Agreed and that idea did cross my mind but I dont want to be that guy... "Hey lets agree this played out wrong on both sides so will give you your job back",then  3 months later I quit for better gig. Because going back I would absoultely be looking for something else because i know I would be watched like a hawk. 
It's odd, I'm typically the trust noone, need noone, every man for themselves yet my buddies had to convince me that I needed to think of myself in this situation and if I could get my job back for the time being that was my best option. so I did reach out to the president (who is generally accessible) to apologize and explain my side but I didnt hear from him so screw it..


----------



## saskwoodburner (Feb 25, 2016)

If that's how quick they turfed you for doing something that at most required a talking to, I'd say they did you a favor.


----------



## mass_burner (Feb 25, 2016)

OP, you paid for unemployment out of your check everytime you got paid. It's your money, go get it. So you have to jump through a few hoops, its not a big deal. 

If NY is an "at will" state, you they can let you go for any reason or no reason.
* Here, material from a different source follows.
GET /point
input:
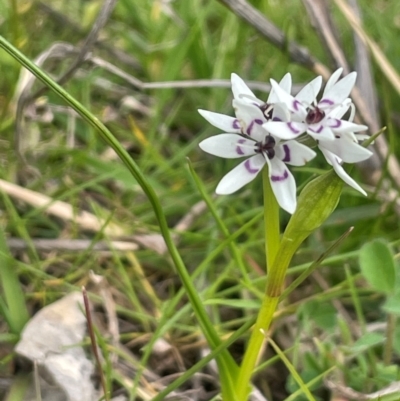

The times employers get into trouble is when they don't apply the reasons fairly across employees or violate eocc rules.


----------



## shoot-straight (Feb 26, 2016)

if you are drug and alcohol free and can show up for work dependably, there are literally hundreds of truck drivers needed down here. anymore it seems the pool of people who can do that is small and getting smaller. contractors down here cant find decent help. everyone is worthless for the most part. not dependable.


----------



## sportbikerider78 (Feb 29, 2016)

That stinks.  Take it as a learning experience.  Cursing might be part of your everyday life, but others don't see it that way.  And you can't argue that it is very unprofessional to curse around a customer.


----------



## Z33 (Feb 29, 2016)

Sledhead00 said:


> Thanks for the response all...Appreciate it...
> 
> 
> I hear what you guys are saying and some friends/family tell me the same. This is probably going to send pretty arrogant of me, but i'm kind of hesitant... While the money certainly wouldn't hurt, *I still have to job hunt and apply. Well,I'm pretty confident that if I go apply for any run of the mill driving job I could get it and work for some cheap hr rate... I've got some standards and dont to be forced or jump into anything that being on unemployment would do to me. *I'm nowhere's near rich but ok to sit tight for a bit and visit some places that have interested me before or I've heard good about in passing.Just working on putting a resume together(never done one before) before i start calling.




Thats not how it works. You do have to apply to a certain number of openings a week but that number is VERY low. I think its less than 10. These jobs you apply for don't have to be in your field. You can apply for another trucking job or you can apply to be the CEO of IBM, they both count. 

That being said apply to the positions you actually want and then apply for a few "filler positions" to meet their number.


----------